聽到塗銀山的話,徐波就立即說:“塗總,你們去玩吧,我得回家了。”
他話音剛落,沒等塗銀山開口,他旁邊的那個姓皮的瘦老闆歪著腦袋,手指夾著煙,指著徐波說:“哎小子,我怎麼覺著你不像個廠長啊,說話做事畏頭縮尾的,連玩都不敢去玩,還自稱什麼老闆,你不會是哪個富婆包養的鴨吧?”
他的話讓徐波心裡一陣的不舒服,在酒店包間吃飯時,這個搞金融的皮老闆就咋咋呼呼,十分張揚。
此時塗銀山笑了笑對徐波說:“一塊玩玩吧,以後你事業做大了,有些場合避免不了。”
聽他這樣說,徐波點點頭,掏出鑰匙走向自己的麵包車。
皮老闆搖搖頭看著上了麵包車的徐波,扭頭對塗銀山說:“塗總,你從哪裡找到這樣一個土包子?”
塗銀山沒說話,走向自己的賓士車。
徐波開著麵包車跟在他們的車後面,在一個路口等紅燈時,撥通馬煜雯的手機號,手機通了,卻被拒接。
看著電話被拒接,苦笑一聲自語:這鬼丫頭,搞什麼呢?
此時綠燈亮起,徐波跟著前車繼續往前。
過了幾個路口往南拐進一條街道繼續行駛幾百米,前面幾輛車停在了一家歌舞廳門前,徐波找了個空位,下車後跟著他們走進前廳。
進入這家歌舞廳,徐波發現與兩年前和劉雪去的那家歌舞廳不一樣,以前那家歌舞廳進門就是轟隆隆震耳的舞曲,而這家卻安靜很多。
塗銀山走到前臺,掏出一張卡遞給前臺的服務員,服務員接過卡,笑著跟他說了幾句話,塗銀山就揮了揮手,走在前面,上了二樓,四人進了一個包廂。

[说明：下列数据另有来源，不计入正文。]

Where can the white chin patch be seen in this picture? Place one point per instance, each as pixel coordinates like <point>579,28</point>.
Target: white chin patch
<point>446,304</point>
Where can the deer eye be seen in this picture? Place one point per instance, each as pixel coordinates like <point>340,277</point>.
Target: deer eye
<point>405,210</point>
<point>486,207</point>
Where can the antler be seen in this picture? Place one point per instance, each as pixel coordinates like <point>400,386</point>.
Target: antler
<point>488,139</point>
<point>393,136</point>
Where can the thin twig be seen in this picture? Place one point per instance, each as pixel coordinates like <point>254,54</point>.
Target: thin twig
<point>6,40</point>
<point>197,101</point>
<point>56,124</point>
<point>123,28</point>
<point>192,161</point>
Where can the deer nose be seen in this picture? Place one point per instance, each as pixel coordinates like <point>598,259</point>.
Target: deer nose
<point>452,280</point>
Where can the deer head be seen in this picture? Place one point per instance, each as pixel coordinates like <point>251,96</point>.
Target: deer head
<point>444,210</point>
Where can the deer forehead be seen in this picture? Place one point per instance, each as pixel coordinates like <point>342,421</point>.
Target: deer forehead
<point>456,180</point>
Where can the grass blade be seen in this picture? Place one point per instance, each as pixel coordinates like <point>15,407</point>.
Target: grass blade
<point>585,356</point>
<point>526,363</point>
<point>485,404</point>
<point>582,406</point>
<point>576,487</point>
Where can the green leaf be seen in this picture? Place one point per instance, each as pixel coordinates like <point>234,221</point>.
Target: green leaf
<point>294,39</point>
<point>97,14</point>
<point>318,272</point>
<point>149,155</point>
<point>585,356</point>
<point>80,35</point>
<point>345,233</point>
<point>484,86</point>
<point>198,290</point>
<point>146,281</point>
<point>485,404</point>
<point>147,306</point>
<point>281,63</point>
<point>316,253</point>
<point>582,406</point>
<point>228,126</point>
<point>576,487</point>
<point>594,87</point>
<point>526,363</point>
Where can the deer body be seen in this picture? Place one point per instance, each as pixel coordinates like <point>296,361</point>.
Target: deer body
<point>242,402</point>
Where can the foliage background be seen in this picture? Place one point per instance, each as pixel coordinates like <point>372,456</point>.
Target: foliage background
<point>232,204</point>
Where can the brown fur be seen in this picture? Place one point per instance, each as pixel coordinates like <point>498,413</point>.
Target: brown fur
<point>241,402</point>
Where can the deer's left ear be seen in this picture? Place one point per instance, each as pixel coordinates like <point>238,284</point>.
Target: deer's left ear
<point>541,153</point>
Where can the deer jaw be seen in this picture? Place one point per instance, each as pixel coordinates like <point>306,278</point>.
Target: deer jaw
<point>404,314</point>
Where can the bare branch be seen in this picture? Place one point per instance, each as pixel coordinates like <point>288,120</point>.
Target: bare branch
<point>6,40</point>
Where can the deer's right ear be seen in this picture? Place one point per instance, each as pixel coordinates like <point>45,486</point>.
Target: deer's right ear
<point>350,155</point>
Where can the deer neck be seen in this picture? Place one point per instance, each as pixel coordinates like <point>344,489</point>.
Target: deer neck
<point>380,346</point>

包廂挺大,燈光有些暗,靠牆的沙發是暗紅色,對面的牆壁上掛著一個電視,電視旁邊有兩個黑色大音箱。
左側有個影碟機,看到這樣的佈置,徐波便明白這是卡拉ok廳,幾年前在省城濟南打工時,晚上大街旁有不少露天的,一塊錢唱一首歌。
想不到僅僅過了兩年,露天卡拉ok搬進了屋裡。
塗銀山招呼幾人隨便坐,徐波剛坐下,就有兩個穿著紫色短裙的服務生走進來,一個拎著啤酒,另一個端著一個木盤,上面有切好的西瓜。

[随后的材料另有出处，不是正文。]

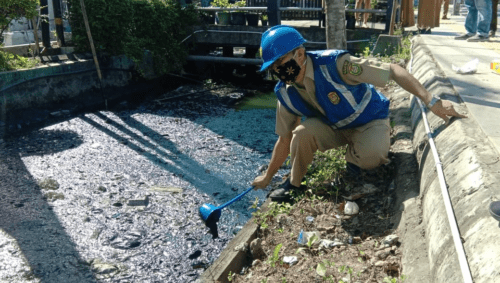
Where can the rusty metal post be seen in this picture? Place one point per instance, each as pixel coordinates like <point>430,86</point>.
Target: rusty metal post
<point>56,4</point>
<point>273,12</point>
<point>44,11</point>
<point>96,61</point>
<point>395,7</point>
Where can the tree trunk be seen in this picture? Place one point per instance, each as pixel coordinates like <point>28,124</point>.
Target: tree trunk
<point>335,24</point>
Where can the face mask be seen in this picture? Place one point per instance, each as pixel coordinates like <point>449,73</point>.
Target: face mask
<point>289,71</point>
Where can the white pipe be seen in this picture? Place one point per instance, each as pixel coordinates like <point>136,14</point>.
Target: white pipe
<point>464,266</point>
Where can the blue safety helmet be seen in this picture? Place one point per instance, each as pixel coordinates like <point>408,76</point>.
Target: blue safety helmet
<point>278,41</point>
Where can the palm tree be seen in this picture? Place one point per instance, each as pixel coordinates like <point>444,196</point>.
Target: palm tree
<point>335,24</point>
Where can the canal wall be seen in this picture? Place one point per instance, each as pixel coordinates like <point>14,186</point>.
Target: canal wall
<point>470,165</point>
<point>69,83</point>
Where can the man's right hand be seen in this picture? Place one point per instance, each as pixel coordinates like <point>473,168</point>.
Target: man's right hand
<point>261,182</point>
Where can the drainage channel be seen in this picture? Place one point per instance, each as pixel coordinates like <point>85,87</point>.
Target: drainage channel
<point>113,196</point>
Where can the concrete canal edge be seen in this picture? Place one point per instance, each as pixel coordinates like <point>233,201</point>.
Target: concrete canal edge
<point>471,168</point>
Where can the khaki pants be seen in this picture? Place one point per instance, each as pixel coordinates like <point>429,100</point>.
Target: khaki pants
<point>367,145</point>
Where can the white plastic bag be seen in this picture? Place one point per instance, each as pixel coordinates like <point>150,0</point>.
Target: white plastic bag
<point>469,68</point>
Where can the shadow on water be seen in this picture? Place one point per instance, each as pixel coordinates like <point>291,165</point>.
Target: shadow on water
<point>183,166</point>
<point>27,217</point>
<point>165,149</point>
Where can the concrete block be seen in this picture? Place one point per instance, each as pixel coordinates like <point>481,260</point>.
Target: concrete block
<point>387,45</point>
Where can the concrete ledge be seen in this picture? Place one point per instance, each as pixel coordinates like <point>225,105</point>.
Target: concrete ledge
<point>471,166</point>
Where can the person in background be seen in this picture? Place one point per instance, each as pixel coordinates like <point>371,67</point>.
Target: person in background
<point>407,13</point>
<point>494,18</point>
<point>367,5</point>
<point>478,20</point>
<point>446,5</point>
<point>334,92</point>
<point>495,210</point>
<point>428,15</point>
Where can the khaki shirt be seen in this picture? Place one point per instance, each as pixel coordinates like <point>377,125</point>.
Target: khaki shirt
<point>373,72</point>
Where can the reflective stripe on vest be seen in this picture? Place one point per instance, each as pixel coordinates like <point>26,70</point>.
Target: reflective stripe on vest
<point>288,101</point>
<point>358,108</point>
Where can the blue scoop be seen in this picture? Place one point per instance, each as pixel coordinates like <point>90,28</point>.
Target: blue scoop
<point>211,213</point>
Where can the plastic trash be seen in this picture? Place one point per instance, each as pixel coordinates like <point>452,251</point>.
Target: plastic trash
<point>469,68</point>
<point>304,237</point>
<point>290,260</point>
<point>330,244</point>
<point>495,66</point>
<point>351,208</point>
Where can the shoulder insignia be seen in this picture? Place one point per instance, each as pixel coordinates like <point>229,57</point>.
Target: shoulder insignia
<point>351,68</point>
<point>334,98</point>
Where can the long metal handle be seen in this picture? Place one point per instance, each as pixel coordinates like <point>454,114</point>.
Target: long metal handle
<point>236,198</point>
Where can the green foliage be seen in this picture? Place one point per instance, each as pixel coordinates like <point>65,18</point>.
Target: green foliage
<point>220,3</point>
<point>131,27</point>
<point>274,209</point>
<point>313,239</point>
<point>402,278</point>
<point>321,269</point>
<point>241,3</point>
<point>324,168</point>
<point>9,61</point>
<point>275,257</point>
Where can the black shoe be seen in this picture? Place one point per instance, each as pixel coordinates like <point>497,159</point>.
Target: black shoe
<point>282,193</point>
<point>495,210</point>
<point>464,36</point>
<point>478,38</point>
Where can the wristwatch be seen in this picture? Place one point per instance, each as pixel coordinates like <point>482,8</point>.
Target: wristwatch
<point>433,101</point>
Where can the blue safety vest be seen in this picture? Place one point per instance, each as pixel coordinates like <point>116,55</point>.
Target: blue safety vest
<point>345,106</point>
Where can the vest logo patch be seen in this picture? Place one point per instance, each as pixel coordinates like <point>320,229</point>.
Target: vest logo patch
<point>351,68</point>
<point>334,98</point>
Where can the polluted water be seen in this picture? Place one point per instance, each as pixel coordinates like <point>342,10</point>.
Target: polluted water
<point>114,196</point>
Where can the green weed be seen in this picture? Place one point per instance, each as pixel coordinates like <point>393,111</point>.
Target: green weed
<point>275,257</point>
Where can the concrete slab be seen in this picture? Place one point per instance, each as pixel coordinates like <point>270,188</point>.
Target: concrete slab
<point>479,91</point>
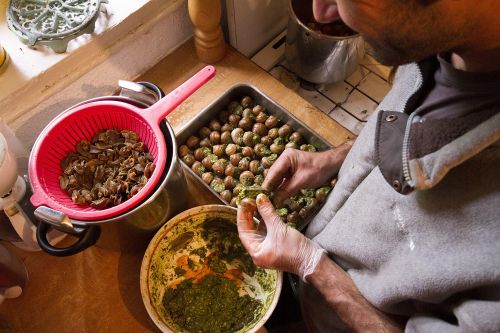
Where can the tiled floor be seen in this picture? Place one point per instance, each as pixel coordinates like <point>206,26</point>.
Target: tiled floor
<point>349,102</point>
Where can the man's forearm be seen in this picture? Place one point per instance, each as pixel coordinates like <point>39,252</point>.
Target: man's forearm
<point>339,291</point>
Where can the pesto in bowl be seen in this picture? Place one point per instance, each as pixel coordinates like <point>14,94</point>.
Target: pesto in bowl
<point>196,276</point>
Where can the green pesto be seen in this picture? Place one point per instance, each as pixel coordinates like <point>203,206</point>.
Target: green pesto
<point>222,234</point>
<point>218,307</point>
<point>217,265</point>
<point>251,192</point>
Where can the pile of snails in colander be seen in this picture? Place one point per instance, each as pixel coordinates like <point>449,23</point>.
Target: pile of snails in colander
<point>235,151</point>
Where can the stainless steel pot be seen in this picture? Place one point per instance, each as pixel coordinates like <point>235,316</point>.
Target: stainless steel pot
<point>316,57</point>
<point>131,230</point>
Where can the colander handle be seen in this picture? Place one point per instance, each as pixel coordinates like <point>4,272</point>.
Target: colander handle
<point>157,112</point>
<point>86,239</point>
<point>87,235</point>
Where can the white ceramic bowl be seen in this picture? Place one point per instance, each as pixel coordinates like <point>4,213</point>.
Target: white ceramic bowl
<point>178,237</point>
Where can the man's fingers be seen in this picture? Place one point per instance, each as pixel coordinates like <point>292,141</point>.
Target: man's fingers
<point>267,212</point>
<point>244,216</point>
<point>278,171</point>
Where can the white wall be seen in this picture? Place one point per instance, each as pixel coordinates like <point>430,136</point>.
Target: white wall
<point>155,35</point>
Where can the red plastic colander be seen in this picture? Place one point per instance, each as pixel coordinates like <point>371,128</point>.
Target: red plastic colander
<point>81,123</point>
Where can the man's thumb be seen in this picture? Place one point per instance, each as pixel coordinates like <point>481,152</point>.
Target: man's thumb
<point>267,211</point>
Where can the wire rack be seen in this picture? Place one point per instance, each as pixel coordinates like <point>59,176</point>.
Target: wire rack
<point>52,23</point>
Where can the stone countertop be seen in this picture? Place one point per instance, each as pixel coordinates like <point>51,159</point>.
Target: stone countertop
<point>97,290</point>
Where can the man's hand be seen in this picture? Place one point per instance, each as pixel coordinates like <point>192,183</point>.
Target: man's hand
<point>273,244</point>
<point>296,169</point>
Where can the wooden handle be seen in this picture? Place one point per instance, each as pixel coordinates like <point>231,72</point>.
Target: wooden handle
<point>208,37</point>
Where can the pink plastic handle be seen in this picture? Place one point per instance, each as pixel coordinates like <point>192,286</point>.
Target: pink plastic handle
<point>157,112</point>
<point>37,198</point>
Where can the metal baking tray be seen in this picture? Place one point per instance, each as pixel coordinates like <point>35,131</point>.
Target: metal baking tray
<point>236,93</point>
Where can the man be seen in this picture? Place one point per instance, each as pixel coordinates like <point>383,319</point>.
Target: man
<point>409,239</point>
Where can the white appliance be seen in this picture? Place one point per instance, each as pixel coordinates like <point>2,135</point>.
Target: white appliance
<point>15,225</point>
<point>253,23</point>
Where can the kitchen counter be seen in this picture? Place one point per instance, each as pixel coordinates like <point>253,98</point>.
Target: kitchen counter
<point>98,290</point>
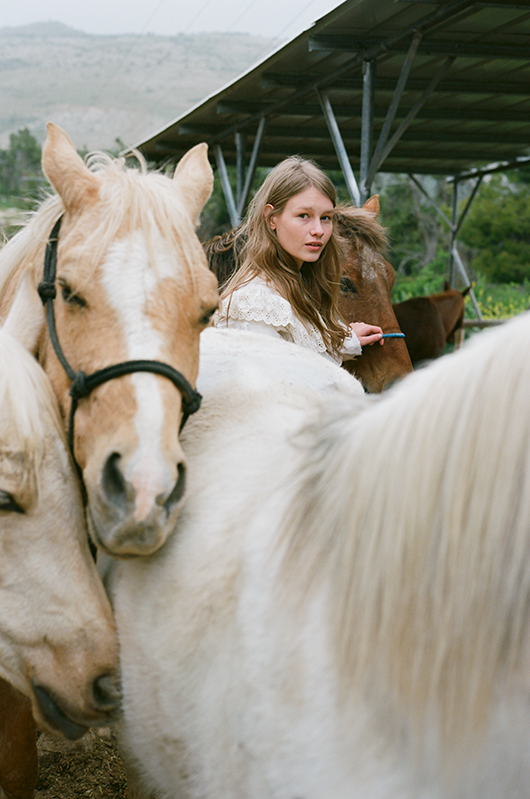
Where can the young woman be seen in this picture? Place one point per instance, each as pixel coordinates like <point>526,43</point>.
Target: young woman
<point>288,280</point>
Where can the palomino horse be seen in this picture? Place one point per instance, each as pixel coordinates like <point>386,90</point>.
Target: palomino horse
<point>430,322</point>
<point>58,645</point>
<point>344,608</point>
<point>133,292</point>
<point>366,284</point>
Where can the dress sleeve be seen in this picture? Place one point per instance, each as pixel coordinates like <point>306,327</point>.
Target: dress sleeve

那個拎著啤酒的服務生放下啤酒就離開,另一個服務生把果盤放在茶几上,然後走到一旁打開了影碟機,電視上頓時播放著一首歌曲大花轎。
徐波看著電視的ktv畫面,心裡苦笑,這就是塗總說的好玩的地方?
此時皮老闆拿起一個話筒,仰著脖子唱了起來,聽著他的歌聲,徐波想起了家裡養的那幾只嘎嘎叫喚的灰毛鴨。
他一首歌沒唱完,此時包廂的房門再次被推開,走進來四個年輕的女孩,她們清一色穿著吊帶和短裙,披肩發,笑吟吟走過來,分別坐在了四人身邊。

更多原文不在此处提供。